那副在跟自己討賞求誇獎的樣子,顧靈翰永遠都忘不了。

看著這幅字,顧靈翰心裏湧起一陣內疚。

顧靈翰看向自己的手腕,方才被離琛摩挲的灼熱觸感還留在那裏。想起那一幕,顧靈翰的心又跳了起來,心中又泛起了那種說不清道不明的情緒。。

顧靈翰覆上自己的胸口,想明白自己這顆心為什麽會咚咚咚地跳個不停,他用右手扶住胸口,探查了一番自己的心竅。

但讓顧靈翰沒想到的是,他發現,自己的心臟依舊在胸腔裏有力的跳動,但其中的七大精竅,無一例外,處處為空。

顧靈翰聳然一驚,自己的心頭血呢?

他再三探查,但無一例外,結果都是沒有。

怪不得自己沒有了吸納靈力的能力,怪不得自己的身體像一個只出不進的漏鬥,存不下一點點靈力。

他一直以為是自己的身體出了問題,如今看來,沒了心頭血才是真正的原因。

但心頭血怎麽會無緣無故地消失呢?

顧靈翰百思不得其解,自己的心頭血到底是消失了還是丟失了?

他心中有太多的疑慮,他想,自己大概忘了很多事情,甚至記不得自己到底是何時失的心頭血。

他忽然想起那日闖入識海中的黑衣人,依稀記得他問過自己,“可曾記得丟失過什麽心愛之物?”那自己丟失的心頭血,會和那個人有關嗎?

但隨即,顧靈翰便否定地搖了搖頭。

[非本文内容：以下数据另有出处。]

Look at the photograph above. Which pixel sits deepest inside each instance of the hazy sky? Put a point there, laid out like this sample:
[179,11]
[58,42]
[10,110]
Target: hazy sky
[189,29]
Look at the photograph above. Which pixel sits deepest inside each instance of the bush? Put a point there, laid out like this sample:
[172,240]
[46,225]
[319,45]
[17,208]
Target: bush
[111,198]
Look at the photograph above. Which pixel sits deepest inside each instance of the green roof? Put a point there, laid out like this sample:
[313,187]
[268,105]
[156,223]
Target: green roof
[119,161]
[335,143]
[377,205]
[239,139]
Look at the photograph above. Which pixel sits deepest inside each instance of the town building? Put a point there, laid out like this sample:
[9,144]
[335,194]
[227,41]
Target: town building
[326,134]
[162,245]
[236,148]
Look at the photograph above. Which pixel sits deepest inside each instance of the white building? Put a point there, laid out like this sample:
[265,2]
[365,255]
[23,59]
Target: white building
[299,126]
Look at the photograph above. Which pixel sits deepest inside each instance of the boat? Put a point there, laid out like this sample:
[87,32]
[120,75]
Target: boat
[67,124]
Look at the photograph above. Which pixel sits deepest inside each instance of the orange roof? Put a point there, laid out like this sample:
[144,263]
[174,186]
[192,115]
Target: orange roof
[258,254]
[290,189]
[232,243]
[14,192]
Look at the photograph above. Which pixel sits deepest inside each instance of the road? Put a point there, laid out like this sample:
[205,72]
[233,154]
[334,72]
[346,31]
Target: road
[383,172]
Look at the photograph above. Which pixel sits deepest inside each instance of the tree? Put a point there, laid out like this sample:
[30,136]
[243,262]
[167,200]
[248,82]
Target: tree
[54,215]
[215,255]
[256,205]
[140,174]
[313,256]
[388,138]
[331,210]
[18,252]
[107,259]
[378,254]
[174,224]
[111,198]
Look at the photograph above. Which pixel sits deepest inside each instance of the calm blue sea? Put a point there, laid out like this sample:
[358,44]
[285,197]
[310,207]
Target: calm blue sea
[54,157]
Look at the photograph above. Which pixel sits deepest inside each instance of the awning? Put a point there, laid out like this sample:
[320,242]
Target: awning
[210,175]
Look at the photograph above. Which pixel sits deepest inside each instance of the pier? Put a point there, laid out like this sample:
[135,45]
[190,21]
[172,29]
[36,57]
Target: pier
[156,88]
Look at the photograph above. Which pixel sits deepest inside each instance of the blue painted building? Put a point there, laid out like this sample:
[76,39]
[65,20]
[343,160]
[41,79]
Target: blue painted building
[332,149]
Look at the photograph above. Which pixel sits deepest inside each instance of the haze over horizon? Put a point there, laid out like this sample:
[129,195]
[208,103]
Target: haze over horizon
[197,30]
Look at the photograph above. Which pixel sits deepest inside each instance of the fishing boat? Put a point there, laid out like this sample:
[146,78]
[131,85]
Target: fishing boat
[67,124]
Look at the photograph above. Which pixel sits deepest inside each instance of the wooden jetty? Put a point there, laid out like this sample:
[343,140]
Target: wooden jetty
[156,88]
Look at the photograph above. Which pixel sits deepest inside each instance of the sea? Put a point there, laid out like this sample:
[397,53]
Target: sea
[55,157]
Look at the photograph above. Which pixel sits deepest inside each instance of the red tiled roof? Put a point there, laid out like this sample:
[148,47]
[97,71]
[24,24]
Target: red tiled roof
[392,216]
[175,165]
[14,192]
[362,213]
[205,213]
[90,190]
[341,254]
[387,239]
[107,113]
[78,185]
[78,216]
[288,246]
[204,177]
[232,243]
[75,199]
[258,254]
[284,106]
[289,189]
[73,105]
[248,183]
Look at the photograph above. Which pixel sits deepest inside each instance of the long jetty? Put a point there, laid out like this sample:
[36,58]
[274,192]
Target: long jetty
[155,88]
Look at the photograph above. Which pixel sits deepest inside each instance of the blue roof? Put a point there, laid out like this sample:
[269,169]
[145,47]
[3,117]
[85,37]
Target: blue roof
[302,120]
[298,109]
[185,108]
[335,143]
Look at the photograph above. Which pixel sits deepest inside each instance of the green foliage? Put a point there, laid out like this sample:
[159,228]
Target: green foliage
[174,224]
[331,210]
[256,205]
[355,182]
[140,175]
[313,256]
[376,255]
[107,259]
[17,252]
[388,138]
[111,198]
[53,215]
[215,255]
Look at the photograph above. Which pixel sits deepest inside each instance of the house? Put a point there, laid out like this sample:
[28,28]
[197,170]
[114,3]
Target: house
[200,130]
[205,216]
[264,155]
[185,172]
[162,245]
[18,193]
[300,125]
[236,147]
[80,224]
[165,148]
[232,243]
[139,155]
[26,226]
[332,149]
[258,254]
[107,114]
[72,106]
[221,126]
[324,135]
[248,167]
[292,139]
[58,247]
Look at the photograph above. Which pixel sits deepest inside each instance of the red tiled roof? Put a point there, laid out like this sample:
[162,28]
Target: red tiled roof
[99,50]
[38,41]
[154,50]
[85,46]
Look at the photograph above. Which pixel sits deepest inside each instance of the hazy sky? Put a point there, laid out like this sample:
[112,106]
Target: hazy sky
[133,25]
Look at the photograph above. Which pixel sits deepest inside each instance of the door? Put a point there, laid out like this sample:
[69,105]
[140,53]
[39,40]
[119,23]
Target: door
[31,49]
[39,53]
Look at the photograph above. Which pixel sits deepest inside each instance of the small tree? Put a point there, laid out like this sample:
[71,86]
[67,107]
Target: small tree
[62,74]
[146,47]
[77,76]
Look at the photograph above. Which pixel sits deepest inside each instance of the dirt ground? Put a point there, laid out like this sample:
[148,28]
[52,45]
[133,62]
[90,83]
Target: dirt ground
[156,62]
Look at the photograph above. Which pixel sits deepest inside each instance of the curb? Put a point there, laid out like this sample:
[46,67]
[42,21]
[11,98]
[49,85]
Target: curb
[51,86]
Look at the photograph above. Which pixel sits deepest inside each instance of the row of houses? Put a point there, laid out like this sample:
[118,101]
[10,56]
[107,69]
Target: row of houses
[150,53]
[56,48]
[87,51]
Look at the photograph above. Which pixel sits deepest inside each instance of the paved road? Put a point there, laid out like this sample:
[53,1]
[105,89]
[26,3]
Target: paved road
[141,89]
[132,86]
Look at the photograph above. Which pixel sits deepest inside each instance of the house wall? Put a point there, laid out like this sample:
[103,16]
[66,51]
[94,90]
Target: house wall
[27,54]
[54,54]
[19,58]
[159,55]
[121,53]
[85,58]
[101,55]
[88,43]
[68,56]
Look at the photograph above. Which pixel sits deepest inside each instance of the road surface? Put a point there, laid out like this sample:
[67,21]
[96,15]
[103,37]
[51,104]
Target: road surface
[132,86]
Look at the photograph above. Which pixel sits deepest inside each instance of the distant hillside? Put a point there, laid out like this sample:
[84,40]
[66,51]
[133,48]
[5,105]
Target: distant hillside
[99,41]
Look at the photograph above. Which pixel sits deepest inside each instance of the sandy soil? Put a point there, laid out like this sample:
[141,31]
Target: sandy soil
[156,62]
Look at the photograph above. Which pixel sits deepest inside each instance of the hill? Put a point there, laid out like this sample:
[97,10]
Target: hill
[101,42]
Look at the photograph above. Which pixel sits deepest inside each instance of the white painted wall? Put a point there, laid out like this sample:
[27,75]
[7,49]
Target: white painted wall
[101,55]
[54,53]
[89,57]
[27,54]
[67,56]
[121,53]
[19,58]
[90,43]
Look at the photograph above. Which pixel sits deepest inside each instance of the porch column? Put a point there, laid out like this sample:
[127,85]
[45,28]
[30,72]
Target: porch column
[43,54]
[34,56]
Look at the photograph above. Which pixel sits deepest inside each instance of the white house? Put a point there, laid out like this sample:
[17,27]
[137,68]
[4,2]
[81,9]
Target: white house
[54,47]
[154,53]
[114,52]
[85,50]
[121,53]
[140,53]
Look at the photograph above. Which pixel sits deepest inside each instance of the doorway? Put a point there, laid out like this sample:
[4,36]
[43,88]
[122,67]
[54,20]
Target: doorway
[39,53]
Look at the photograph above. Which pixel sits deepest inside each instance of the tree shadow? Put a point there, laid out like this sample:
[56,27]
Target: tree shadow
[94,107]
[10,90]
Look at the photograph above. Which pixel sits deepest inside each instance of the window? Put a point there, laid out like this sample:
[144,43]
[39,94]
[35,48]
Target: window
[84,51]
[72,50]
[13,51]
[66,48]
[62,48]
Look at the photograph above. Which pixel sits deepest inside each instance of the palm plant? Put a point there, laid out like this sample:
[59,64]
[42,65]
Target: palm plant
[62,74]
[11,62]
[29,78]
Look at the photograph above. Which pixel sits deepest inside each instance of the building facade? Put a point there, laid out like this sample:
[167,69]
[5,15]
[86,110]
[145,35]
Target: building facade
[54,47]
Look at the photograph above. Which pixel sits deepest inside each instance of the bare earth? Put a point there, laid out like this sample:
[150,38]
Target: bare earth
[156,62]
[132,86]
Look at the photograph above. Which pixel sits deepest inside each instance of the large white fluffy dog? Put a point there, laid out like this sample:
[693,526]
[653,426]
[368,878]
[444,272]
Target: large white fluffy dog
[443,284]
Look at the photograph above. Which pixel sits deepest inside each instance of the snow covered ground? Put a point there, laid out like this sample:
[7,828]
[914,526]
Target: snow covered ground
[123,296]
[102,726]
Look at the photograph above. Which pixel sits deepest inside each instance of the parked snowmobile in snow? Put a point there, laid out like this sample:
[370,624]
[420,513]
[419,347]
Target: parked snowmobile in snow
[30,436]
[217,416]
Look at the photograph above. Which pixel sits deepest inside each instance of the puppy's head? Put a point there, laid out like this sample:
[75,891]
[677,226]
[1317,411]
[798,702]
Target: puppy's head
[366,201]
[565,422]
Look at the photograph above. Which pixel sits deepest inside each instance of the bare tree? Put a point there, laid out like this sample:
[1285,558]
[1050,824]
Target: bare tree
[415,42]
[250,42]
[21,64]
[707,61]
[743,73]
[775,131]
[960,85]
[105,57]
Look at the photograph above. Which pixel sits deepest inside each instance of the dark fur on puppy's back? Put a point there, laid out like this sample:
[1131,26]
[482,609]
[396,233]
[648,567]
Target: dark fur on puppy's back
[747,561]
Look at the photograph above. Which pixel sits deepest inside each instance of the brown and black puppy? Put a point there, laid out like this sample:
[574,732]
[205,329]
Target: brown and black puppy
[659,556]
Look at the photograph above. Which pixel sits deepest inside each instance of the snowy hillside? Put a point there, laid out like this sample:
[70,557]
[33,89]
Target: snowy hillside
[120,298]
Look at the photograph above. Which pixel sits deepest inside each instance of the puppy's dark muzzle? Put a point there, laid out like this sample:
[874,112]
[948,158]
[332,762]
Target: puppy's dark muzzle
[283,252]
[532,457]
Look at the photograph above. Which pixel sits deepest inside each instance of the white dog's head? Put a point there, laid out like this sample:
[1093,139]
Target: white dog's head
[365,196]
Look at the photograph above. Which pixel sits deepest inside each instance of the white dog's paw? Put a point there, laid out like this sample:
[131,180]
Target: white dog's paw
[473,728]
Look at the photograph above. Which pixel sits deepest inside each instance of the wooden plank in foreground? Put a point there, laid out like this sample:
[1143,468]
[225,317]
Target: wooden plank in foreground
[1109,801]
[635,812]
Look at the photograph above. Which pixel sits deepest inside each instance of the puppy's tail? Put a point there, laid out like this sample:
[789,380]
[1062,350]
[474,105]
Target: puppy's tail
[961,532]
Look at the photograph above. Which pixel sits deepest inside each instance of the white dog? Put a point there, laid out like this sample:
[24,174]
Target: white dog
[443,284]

他自嘲地笑了,夢中人怎麽會是真實存在的?若是真的認為此事與夢中人有關,那自己豈不成了莊周,分不清夢境和現實。

或許事實可能只是自己大限將至吧,顧靈翰自嘲地想,活了這麽多年,也活夠了。

顧靈翰看向門外,眼中滿是苦澀。

錢公公忙完了手裏的事,回了清平宮。

他一到殿門口,便看見新晉封的國師大人正直挺挺地站在門外,像被霜雪打過的竹子一樣,雖然面上帶了些頹然的神色,但依舊倔強地挺直著腰桿,十分倔強。

一瞧這架勢,錢公公就知道不對了,看著這副場景,怕不是國師大人惹陛下生氣了吧。

他心中一震,陛下脾氣那麽好,何時跟人生過氣。

想到這裏,錢公公只簡單地和顧離琛打了個招呼,便匆匆進了殿內。

一進殿中,錢公公便瞧見顧靈翰正站在禦案前,一臉凝重地不知在思索什麽。

錢公公盡量無視顧靈翰的臉色,大著膽子勸道,“陛下,國師大人一直在門外候著呢......”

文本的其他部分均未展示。